2015年9月29日火曜日

本一冊

 <大津透ほか編 『岩波講座日本歴史 第15巻 近現代1』(岩波書店、2014年)>:読んだのは「月報4 「戦争体験」について」(赤澤史郎)、「月報4 「日本式共同体」」(文京洙)、「近現代史への招待」(吉田裕)、「北海道・沖縄・小笠原諸島と近代日本」(塩出浩之)、「官僚制と軍隊」(鈴木淳)
 「北海道・沖縄・小笠原諸島と近代日本」
 徳川政権下では「蝦夷地(蝦夷島・クリル諸島・樺太)・琉球(沖縄)・ボニン諸島(小笠原諸島)は周囲に位置した境界的な地域」であって、内地の大和人による植民地化が図られ、属領として統治された。三地域とも原住者は「国家や社会を築いていたにもかかわらず、明治維新直後に日本の領土拡張の対象」となったのであり、北海道・小笠原諸島については大和人の移住により植民地化された。ここで植民地と呼ぶ理由の一つは参院選挙法の除外地域に指定されたことに現れている。北海道では、アイヌが住民を占めているのではなく、内地出身の大和人と同質であり、彼らは「人智」「民力」が異なっている「沖縄県・小笠原諸島と同列に扱うべきではないとも主張し」た。ここにみえる論理は、「大和人入植者としての植民地主義と不可分だった」。「小笠原諸島の欧米系住民は日本国籍に編入されたうえで、移動民としての生活を容認され」たが、沖縄は琉球王国の復活を求め、本土政府によって「沖縄県庁を通じて支配植民地化が行われ」た。
 ここで、支配植民地とは、官僚機構の移動を伴う植民地を指し、ほかに、植民地は、ヒトの移動の移住植民地、カネの移動の投資植民地、軍隊の移動の軍事植民地に分類される。
 北海道・沖縄を見るとき、両者は日本国内ではあるが、「特殊性を有する一部として位置づけられきた」のであり、これは現代も意識の中で残っていると思う。何せ、つい最近まで北海道開発庁・沖縄開発庁があり、どちらも開発しなければならない地であったのだから。
 「官僚制と軍隊」
 政務においては帝大法科出身の官僚、陸軍は陸軍大学校出身の軍事官僚が中核に位置し、敗戦まで継続した。「多くの専門分野を含む巨大な官僚組織と陸軍は、法制知識や戦術という組織の目的遂行に最も基本的な知識を授ける機関の限られた出身者に組織を管理する役割を負わせ」、選抜は試験制度によりっており、結局は「評価する側も同じ教育を受けた人々となると、文化的背景を共有する狭い集団が主導権を握り、予想外の事態への対応を応力が低下し」て狭隘な視野の人間が国を主導することになる。専門分野においても「官僚制の主流との人的つながりを断たれ」、「例えば人事においても、制度的な権限を持たない実力者が存在するような独自の世界を形成していった」のである。

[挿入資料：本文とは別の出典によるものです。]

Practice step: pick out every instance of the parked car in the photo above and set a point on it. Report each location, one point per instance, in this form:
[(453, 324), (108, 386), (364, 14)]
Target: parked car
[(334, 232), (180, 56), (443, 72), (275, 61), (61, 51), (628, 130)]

 安倍首相が 「誰もが家庭で職場で地域で、もっと活躍できる『1億総活躍社会』をつくる」として担当相をおくとした。ぱっと思ったのが「国家総動員」や「進め!一億火の玉だ」の戦前のスローガン。個々の人間を全部一括りにして一つの色、一つのベクトルにしようとする気色悪さを感じた。